Millet İttifakı’nın toplantısının ardından cumhurbaşkanı adayı konusunda partisiyle istişare etmek üzere partisinin Genel İdare Kurulu ile bir araya gelen İYİ Parti Genel Başkanı Meral Akşener, CHP Genel Başkanı Kemal Kılıçdaroğlu’nun cumhurbaşkanı adaylığına ‘ret oyu’ verdiklerini açıkladı.
Akşener, anketlerde ismi öne çıkan Ankara Büyükşehir Belediye Başkanı Mansur Yavaş ve İstanbul Büyükşehir Belediye Başkanı Ekrem İmamoğlu’nu önerdiklerini ancak Millet İttifakı’nda bu önerinin kabul edilmediğini söyledi, iki belediye başkanına çağrıda bulundu.
Akşener şöyle konuştu:
“Geldiğimiz noktada İYİ Parti bir kıskaca alınmış, bir dayatmaya mecbur bırakılmış, ölümle sıtma arasında bir tercihe zorlanmıştır. Buna boyun eğmeyecektir. Devşirme siyasetin hınk deyicisi olamayacaktır.

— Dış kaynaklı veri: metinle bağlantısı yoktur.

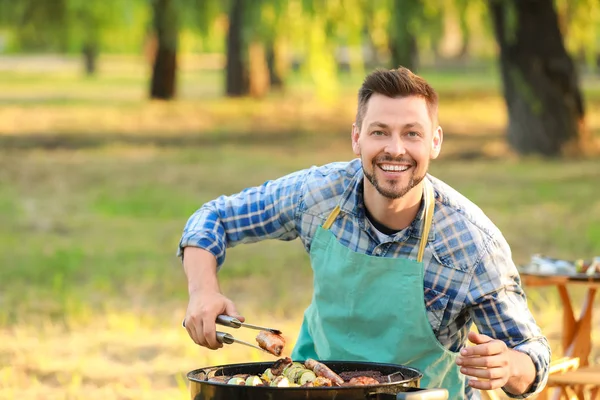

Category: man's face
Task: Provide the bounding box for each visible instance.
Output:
[352,93,442,199]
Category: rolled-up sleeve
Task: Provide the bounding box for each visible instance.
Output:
[177,170,310,267]
[469,237,551,398]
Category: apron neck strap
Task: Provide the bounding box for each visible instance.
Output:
[322,179,435,262]
[417,179,435,262]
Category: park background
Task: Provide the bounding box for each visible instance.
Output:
[0,0,600,400]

2023 yılında milletimiz cumhuriyetimizin yıpratılan değerleri için, demokrasimiz için, bir büyük mücadele verirken ceketimi assam aday ederim diyenlerin karşısında da dimdik durmaya devam edeceğiz. Bizim seçimimiz dün de belliydi, bugün de belli. Karşımıza kim dikilirse dikilsin bizim itirazımız, mücadelemiz dün de aynıydı, bugün de aynı. Biz milletimize bir sör verdik. Milletin sesini duyuran olacağımıza söz verdik. O iradeden korkan değil güç alan olacağımıza söz verdik.

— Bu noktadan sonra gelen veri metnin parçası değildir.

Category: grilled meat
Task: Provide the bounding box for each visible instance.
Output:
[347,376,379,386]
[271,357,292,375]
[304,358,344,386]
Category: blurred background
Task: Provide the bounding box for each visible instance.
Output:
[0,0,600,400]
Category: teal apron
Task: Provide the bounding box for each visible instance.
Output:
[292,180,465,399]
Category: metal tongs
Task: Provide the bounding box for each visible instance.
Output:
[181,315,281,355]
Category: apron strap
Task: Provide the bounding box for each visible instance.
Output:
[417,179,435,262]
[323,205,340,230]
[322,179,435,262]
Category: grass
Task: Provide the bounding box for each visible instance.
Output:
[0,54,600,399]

Biz bu günlere kirli pazarlıkları reddederek geldik. Bu doğrultuda siyasetimizin merkezine milletimizi alıp memleketimizi il il, ilçe ilçe gezdik. Nasıl ki dinlediğimiz dertleri, şikayetleri not edip milletimizin sesini duyurduysak iktidara, bizden, muhalefetten olan beklentileri de karşılamak, duyurmak için çalıştık. Biz, İYİ Parti olarak demokrasi inancımız gereği ortak akıl ışığında sorun ve çözümleri konuşabilmeyi aklın gereği gördük.”
“ALTILI MASA NOTER MASASINA DÖNÜŞMÜŞTÜR”
“Tüm farklılıklarımıza rağmen, Türkiye için ortak dertlere yönelik güçlendirilmiş parlamenter sistem, anayasa değişikliği teklifi gibi birçok konuda mutabakat sağladık. Dün ortak adayın kim olacağını tartıştık. 5 siyasi parti tek ismi dile getirerek Kılıçdaroğlu’nun adaylığı görüşünü beyan etti. Biz 3 yılı aşkın sokaklarda sıklıkla duyduğumuz, tüm anketlerde de uzun süredir Sayın Erdoğan’a karşı açık ara kazanan iki isim konusunda görüşümüzü beyan ettik. Mansur Yavaş ile Ekrem İmamoğlu’ydu. Anladık ki küçük hesaplar 85 milyonun kazandığı kutlu bir zafere tercih etmiştir. Şahsi hırslar Türkiye’ye tercih edildi.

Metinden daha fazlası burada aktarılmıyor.